Вольная страсть Богочеловека и воскресение как ее последствие – вот то единственное в мире откровение мирового смысла, которым этот смысл может быть удостоверен. – Роковое отделение мира от Бога – вот в чем основная неправда его существования: эта неправда выражается в присущем каждой твари эгоизме, в стремлении поставить свою жизнь и свою волю как высшее и безусловное. Иначе говоря, основное проявление неправды в мире есть его практическое безбожие; но в этом же заключается и первоисточник смерти: тварь, оторванная от первоисточника жизни, тем самым обречена на дурную бесконечность взаимного истребления и смерти. Все эти отрицательные черты бессмыслицы и неправды сводятся так или иначе к отрицанию положительного содержания смысла и правды, и тем самым косвенно обнаруживают это содержание.
Первое, в чем должно обнаружиться воссоединение твари с Богом и, соответственно с этим, – осуществление безусловного смысла и правды в мире, это – полное внутреннее преодоление тварного эгоизма, отказ твари от собственной воли и полная, беззаветная ее отдача себя Богу. Это – решимость не иметь собственной жизни, а жить исключительно жизнью божественною, стать сосудом Божества. Иными словами, первым обнаружением совершенного соединения Бога и твари должна быть совершенная жертва. Но совершенная жертва есть именно высшее, предельное выражение земного подвига Христа. Именно этим подвигом Его человеческое естество обнаружило полноту и совершенство своего соединения с Богом. Именно в этом послушании до конца Христос заявил Себя не просто человеком, а Богочеловеком; и именно чрез это самоотречение Он стал проводником вечной божественной жизни в мир.
Совершенная жертва не есть только нравственный подвиг, это – полный переворот в целом жизненном строе, основанном на самоутверждении тварного эгоизма, и по тому самому – начало целого космического переворота. Два мира, два противоположных жизненных строя столкнулись на Голгофе – проповедь самоотречения и отдачи себя Богу, с одной стороны, а с другой стороны – вызванный ею подъем всех сил зла, всей накопившейся в мире ненависти. Крик – «смерть ему» – выражает собою тут не голос разъяренной толпы, а все жизненное устремление оторванного от Бога мира, который хочет жить сам по себе, для себя, в самом себе полагает свою высшую цель. – Стало быть, страдание и смерть Богочеловека тут – логическое последствие явленного Им начала совершенной любви к Богу; это – именно то, к чему роковым образом должно привести послушание до конца.

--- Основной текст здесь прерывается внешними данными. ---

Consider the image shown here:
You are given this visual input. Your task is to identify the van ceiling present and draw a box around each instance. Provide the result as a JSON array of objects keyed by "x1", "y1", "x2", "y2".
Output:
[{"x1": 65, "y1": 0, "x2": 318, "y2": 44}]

Ясно, что именно эта смерть есть обнаружение высшей, безусловной правды, которой Христос добровольно принес себя в жертву. Ясно также и то, почему именно такая смерть должна стать началом полной победы над смертью.
Ведь если Бог есть жизнь, то смерть, царящая в этом мире, возможна лишь как последствие отчуждения мира от Бога. Умирает все то, что оторвано от Бога, все то, что ищет отдельной от Него жизни. Но «совершенная жертва» восстановляет полное единство между Богом и тварью; и тварь, вернувшаяся к источнику жизни, тем самым оживает. Добровольная смерть Богочеловека именно и означает восстановление связи человека с вечной жизнью, возвращение человеческого естества к той жизни, которая не умирает. Но эта божественная жизнь есть полнота, а полнота не мирится со смертью. Не какая-либо часть человеческого существа должна ожить в этой полноте, а весь человек – и дух и тело. Вот почему необходимым последствием этой смерти является воскресение Христа, поправшего смертью смерть. Жизнь Богочеловека, Его страдание, смерть и воскресение – все тут связано неразрывной логической цепью. Это и есть логика мирового смысла. Если Бог есть жизнь, то Он должен открыться в мире, как любовь, все наполняющая жизнью. Иначе эта любовь явиться в мире не может. – Так, в явлении Христа мы узнаем мировой смысл по тем его признакам, которые некоторым образом уже до Его явления открываются добросовестному исканию человеческого сердца и суду человеческой совести. В Нем мы находим явление искомой нами жизненной полноты и правду всеединства.
V. Горизонтальная линия жизни и ее оправдание
В этой правде объединяются и связуются оба жизненных пути – и горизонтальная и вертикальная линии жизни. И в этом объединении обеих линий – самая суть христианства.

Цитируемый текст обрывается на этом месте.